Eleven States Urge Conditions On Sat Merger
March 28, 2008 at 5:37 AM (PT)
Eleven states urged U.S. communications regulators to consider imposing conditions on SIRIUS SATELLITE RADIO's proposed $4.59 billion takeover of XM SATELLITE RADIO, reports BLOOMBERG NEWS. The attorneys general of the states, led by Democrat MARC DANN of OHIO, said they are "disappointed" that the U.S. Justice Department cleared the deal on MARCH 24th without restrictions. The states said the combination of the only two satellite radio providers is "anticompetitive," and the government should demand concessions.
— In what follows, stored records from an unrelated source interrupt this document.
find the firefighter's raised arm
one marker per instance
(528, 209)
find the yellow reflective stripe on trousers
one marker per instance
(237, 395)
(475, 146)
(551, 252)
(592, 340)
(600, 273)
The states said the combination of the only two satellite radio providers is anticompetitive, and the government should demand concessions.
Allowing the merger to proceed "unchallenged or without the imposition of appropriate terms and conditions" hurts competition, the attorneys general said in a letter to FCC Chairman KEVIN MARTIN. They said one possible condition to protect competition would require the companies to market a receiver enabling consumers to listen to any new satellite service that is developed.
Also, they said government could require the merged company to offer "a la carte" pricing to let listeners choose among program options instead of paying full price for all channels. SIRIUS has already told the FCC it would be willing to offer that choice to consumers.
SIRIUS CEO MEL KARMAZIN outlined "a la carte" pricing as an inducement to win U.S. approval of the combination. Customers would pay as little as $6.99 a month for a package of fewer channels compared with the monthly subscription of $12.95 they now pay.
As a condition of licensing the satellite spectra to SIRIUS and XM SATELLITE, the FCC required the companies to design a radio that would receive signals from both services. such a radio thus far hasn't been economically viable because "there hasn't been anyone who wants to bring it to market," said ROBERT L. PETTIT, a Washington communications lawyer representing SIRIUS.
Still, KARMAZIN pledged last year to subsidize the production of an interoperable radio to serve customers of the combined company, PETTIT said. He acknowledged that customers who already have SIRIUS or XM SATELLITE radios installed in their cars won't be able to receive the full range of programming without new equipment.
In addition to DANN, the letter to the FCC was signed by attorneys general from CONNECTICUT, IOWA, MARYLAND, MISSISSIPPI, MISSOURI, NEVADA, OKLAHOMA, RHODE ISLAND, UTAH and WASHINGTON.